Les papiers peuvent présenter une imitation parfaite du tissu

Certains procédés, le flocage, par exemple, permettent d’imiter, à s’y méprendre, l’aspect chatoyant du velours ou de la soie. Réservés aux pièces d’apparat, ces papiers prêtent aux murs une richesse décorative qui se suffit à elle même. Attention à la surcharge !

Dans une pièce, le plafond présente une cinquième surface et il peut être amusant de le tapisser de papier peint à l’égal des murs. Notez ici les poutres apparentes que l’on a eu le bon goût de ne pas dissimuler. Elles présentent un élément décoratif qui s’harmonise parfaitement avec le sol carrelé, la porte Louis XV et le lit d’un ravissant modèle.

Un seul mur tapissé de papier peint suffit à créer, dans une pièce, une impression d’intimité. Cette disposition suggère un centre d’intérêt qui anime les surfaces unies. Grâce à l’utilisation partielle du papier peint (en panneau, dans un angle ou une alcôve), il est possible de déterminer plusieurs coins sans courir le risque d’écraser la pièce avec un décor trop chargé.
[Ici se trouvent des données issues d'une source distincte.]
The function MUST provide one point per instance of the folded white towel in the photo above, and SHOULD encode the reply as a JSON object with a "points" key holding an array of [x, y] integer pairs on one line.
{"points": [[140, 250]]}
Au contraire, un panneau de papier uni sur une tenture à ramages délimite une zone neutre qui permet de mettre en valeur un meuble, un tableau ou un objet offrant un attrait particulier.

Bien entendu, il est nécessaire de conserver à l’ensemble une certaine homogénéité pour qu’il reste harmonieux. Le papier peint, en panneau, est un élément ornemental qui doit être en accord avec le style du mobilier et la tonalité dominante.

LES PAPIERS PLASTIQUES le dernier procédé de fabrication destiné à rendre lavable et lessivable le papier peint en rend l’utilisation parfaite dans toutes les pièces où naguère son emploi était déconseillé.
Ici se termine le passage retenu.